Isaac Chotiner reads one rosy tale too many about how the British responded to the Blitz without resorting to torture, and points out that humanitarianism was hardly the rule of the day in the 1940s:
Let’s just take one example: The Bengal Famine of 1943. Scholars still dispute what exactly caused the famine–and whether there were in fact sufficient amounts of food, amounts which went unused–but there can be denying that the Churchill government’s response to this disaster was, in the historian Peter Clarke’s word, gruesome. Upon learning that people were dying at a rapid rate (the total death toll was around 3 million) Churchill simply asked, in an infamous letter, why Gandhi had not yet starved. Eventually the government responded adequately, but this was of little solace to the millions of dead Indians.

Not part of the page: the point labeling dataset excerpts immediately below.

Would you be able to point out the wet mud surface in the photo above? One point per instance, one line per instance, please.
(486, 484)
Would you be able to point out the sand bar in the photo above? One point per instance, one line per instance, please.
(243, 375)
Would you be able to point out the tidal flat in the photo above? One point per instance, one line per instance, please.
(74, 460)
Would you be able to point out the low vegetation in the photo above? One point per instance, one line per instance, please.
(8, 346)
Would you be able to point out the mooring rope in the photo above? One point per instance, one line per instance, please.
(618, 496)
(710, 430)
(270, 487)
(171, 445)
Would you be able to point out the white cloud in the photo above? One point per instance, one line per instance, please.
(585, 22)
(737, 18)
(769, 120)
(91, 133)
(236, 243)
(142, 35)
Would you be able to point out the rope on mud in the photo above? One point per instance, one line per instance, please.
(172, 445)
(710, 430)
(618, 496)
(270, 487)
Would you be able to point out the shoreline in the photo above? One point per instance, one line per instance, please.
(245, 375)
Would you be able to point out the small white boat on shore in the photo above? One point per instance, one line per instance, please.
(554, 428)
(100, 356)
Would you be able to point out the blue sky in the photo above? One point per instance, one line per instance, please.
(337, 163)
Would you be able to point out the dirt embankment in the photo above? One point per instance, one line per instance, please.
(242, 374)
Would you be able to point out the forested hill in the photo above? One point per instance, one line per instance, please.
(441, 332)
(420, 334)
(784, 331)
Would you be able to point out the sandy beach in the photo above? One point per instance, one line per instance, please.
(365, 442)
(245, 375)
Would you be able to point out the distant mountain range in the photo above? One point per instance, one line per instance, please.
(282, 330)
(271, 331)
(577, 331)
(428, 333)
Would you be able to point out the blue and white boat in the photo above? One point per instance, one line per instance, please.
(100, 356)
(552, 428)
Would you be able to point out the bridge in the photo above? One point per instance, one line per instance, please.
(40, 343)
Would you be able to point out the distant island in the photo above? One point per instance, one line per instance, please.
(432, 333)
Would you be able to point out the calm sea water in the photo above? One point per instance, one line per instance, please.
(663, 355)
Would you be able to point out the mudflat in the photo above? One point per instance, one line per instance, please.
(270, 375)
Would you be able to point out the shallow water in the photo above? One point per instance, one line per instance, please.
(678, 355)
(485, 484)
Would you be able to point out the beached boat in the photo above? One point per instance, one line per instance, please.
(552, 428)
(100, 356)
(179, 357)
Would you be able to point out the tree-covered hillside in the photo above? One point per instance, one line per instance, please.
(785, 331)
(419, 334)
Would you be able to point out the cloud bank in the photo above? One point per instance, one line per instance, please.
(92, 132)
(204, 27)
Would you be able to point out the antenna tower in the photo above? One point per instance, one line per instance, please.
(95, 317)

Part of the story here is just Churchill’s boundless hatred for Gandhi. But it should be said clearly that today’s sense of outrage about the depredations of the Bush administration is in part about the nature of the depredations, and in part about the fact that our ethical senses have become more refined. World War II was something like the nadir of humane conduct in world history. Back then you could be deliberately targeting enemy civilians for mass death and still be the good guy in the war. Heck, you could be Stalin and still be the good guy. It was a bad time. What’s so disturbing about Bush isn’t so much that his misdeeds have reached an unprecedented level of badness, it’s that much of his conduct seemed to reverse a trend toward better behavior developing over time.